After making a quick trip out to the Boulangerie to pick up croissants for breakfast, we got a good start and were out of the apartment relatively early. After making a trip to the post office to mail some school work back to Canada for marking, we made our way to the museum.

The museum, it turned out, was free which is always nice. It is quite well set up with displays labeled in multiple languages. It has a sort of somber feel too it, befitting of a place that not only tells the history of the Resistance but in a way, memorializes the many of them that died in the struggle.

Looking upon artifacts such as the radios used for secret communication, the guns used, and the detonation devices used in sabotage was quite captivating. The museum goes a good job of explaining the context too, outlining the stages that the occupation went through and the escalation of the resistance when the territory around Grenoble passed from the occupying Italians to the occupying Germans.

Vintage posters, newspapers, and propaganda materials surround the display cases and give you a good sense of what the times were like. In particular, one poster designed to encourage French men to do a stint in German factories was quite a good example of the propaganda style.

The museum shows how the resistance build from individual groups of people and one room shows this well by showing five chairs around a table, each labeled with a name of one such small group and detailing how they began and what became of them. This seems to personalize the experience and make you see that it was made up of individual acts and decisions.

The museum gave a good job too, of showing how the concentration camps played into the history of the region, and how many Jews and other “undesirables” were gradually stripped of rights and sent off to the camps.

A rather haunting portion of the display has three doors from the Gestapo holding cells were many of the captured Resistance fighters where held and tortured before being shipped off to camps or killed. The have lifted the graffiti and carvings from these doors and replicated them on plexiglass. These show the hopes, calenders, and final thought of the prisoners that were held in those cells. Calendars scrawled on the wood that track the days and months and then just end, leave a chill in your spine.

Towards the end of the tour, there is a temporary display dealing with the genocide in Cambodia during the reign of the Khmer Rouge from 1975 -1979. Having visited Cambodia in December, this made a strong connection and particularly chilling was a photo of a family, pre-genocide, standing in front of Angkor Wat where we had been.
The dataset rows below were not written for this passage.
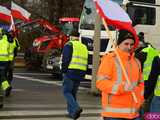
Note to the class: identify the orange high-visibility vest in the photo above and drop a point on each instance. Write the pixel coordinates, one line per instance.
(117, 100)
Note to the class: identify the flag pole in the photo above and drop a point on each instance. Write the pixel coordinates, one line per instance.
(123, 69)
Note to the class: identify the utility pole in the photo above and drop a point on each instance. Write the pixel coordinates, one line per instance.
(96, 53)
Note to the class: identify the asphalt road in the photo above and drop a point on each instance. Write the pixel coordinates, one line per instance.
(38, 96)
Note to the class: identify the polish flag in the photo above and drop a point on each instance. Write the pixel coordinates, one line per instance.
(19, 12)
(114, 15)
(5, 14)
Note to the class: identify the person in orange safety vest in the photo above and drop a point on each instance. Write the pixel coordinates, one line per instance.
(117, 99)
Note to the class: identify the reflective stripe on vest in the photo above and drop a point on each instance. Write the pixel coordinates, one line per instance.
(157, 88)
(119, 77)
(79, 56)
(4, 49)
(120, 110)
(12, 46)
(151, 53)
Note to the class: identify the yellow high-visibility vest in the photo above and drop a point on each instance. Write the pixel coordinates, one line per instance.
(79, 56)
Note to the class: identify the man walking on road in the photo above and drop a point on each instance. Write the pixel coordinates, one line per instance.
(4, 57)
(74, 66)
(117, 99)
(13, 49)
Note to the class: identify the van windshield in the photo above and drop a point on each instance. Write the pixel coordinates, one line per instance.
(88, 16)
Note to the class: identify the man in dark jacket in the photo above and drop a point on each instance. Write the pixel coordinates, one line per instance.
(74, 66)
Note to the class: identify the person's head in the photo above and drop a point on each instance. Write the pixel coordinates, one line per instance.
(125, 41)
(74, 35)
(142, 43)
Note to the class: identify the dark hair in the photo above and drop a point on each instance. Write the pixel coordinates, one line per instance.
(123, 35)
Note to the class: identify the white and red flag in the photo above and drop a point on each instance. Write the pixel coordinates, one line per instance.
(19, 12)
(5, 14)
(114, 15)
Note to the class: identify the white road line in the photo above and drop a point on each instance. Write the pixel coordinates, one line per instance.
(59, 83)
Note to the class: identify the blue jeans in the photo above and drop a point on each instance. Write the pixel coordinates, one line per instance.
(70, 88)
(109, 118)
(155, 104)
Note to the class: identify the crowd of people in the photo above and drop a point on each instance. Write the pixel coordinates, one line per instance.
(127, 78)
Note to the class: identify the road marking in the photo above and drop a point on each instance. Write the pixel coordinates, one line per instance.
(17, 73)
(49, 106)
(58, 83)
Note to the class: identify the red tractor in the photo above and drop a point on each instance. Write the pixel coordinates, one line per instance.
(46, 50)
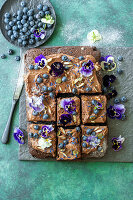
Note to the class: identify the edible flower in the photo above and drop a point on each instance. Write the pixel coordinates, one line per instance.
(108, 63)
(44, 143)
(36, 103)
(117, 143)
(40, 33)
(41, 60)
(48, 19)
(57, 69)
(68, 105)
(116, 111)
(46, 129)
(87, 68)
(94, 36)
(18, 136)
(65, 119)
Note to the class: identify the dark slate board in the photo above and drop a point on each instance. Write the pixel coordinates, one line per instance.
(124, 86)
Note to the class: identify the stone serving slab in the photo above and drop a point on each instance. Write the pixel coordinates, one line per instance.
(124, 87)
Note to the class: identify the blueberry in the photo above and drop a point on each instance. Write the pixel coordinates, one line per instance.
(7, 15)
(84, 145)
(23, 21)
(60, 145)
(88, 131)
(74, 90)
(39, 80)
(50, 89)
(36, 135)
(34, 113)
(40, 7)
(23, 3)
(3, 56)
(31, 135)
(120, 58)
(94, 102)
(36, 67)
(123, 99)
(116, 100)
(31, 67)
(64, 79)
(88, 89)
(25, 10)
(85, 138)
(7, 27)
(45, 76)
(45, 88)
(47, 12)
(9, 33)
(65, 142)
(78, 129)
(81, 58)
(51, 94)
(93, 133)
(119, 71)
(45, 8)
(36, 127)
(45, 116)
(17, 58)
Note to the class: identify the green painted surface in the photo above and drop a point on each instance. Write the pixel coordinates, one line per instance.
(63, 181)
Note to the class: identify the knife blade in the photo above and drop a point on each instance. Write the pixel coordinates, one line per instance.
(16, 96)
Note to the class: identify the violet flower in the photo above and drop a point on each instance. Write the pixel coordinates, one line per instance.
(46, 130)
(117, 143)
(36, 103)
(57, 69)
(41, 60)
(65, 119)
(18, 136)
(68, 105)
(87, 69)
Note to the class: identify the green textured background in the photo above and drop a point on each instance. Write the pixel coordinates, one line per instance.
(66, 180)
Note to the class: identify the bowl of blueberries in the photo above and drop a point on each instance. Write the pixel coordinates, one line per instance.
(27, 24)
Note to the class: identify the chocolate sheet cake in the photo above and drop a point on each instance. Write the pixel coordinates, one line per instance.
(65, 90)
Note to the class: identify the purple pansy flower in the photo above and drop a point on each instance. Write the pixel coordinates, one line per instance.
(41, 60)
(19, 136)
(117, 143)
(46, 129)
(57, 69)
(68, 105)
(93, 141)
(36, 103)
(87, 69)
(116, 111)
(40, 33)
(65, 119)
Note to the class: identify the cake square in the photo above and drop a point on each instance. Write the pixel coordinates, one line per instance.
(68, 111)
(68, 144)
(93, 109)
(41, 140)
(94, 141)
(41, 108)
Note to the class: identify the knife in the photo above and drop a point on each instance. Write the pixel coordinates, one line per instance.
(16, 96)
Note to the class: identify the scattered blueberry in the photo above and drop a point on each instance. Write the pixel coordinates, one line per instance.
(60, 145)
(36, 127)
(74, 90)
(45, 116)
(84, 145)
(17, 58)
(85, 138)
(123, 99)
(120, 58)
(64, 79)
Next to that is a photo showing the surviving members of that family years later. I thought including this Cambodia display was an excellent way of reminding people that things like the holocaust are not just something that happened, but rather something that continues to happen. I sort of regret that we did not taking a trip to the killing fields when we were in Phnom Penh, as hard as that might have been.

Back at the apartment, we had some lunch and did school work. We also spent some time on the internet, contacting British friends of Evy whom we hope to visit as well as contacting a friend of Joshua's whose family has moved to Switzerland for a few years.

It poured rain heavily in the evening. Joshua commented that he feels he is beginning to understand French tv a bit better. Benjamin was on the computer, downloading the newest “Green Day” album.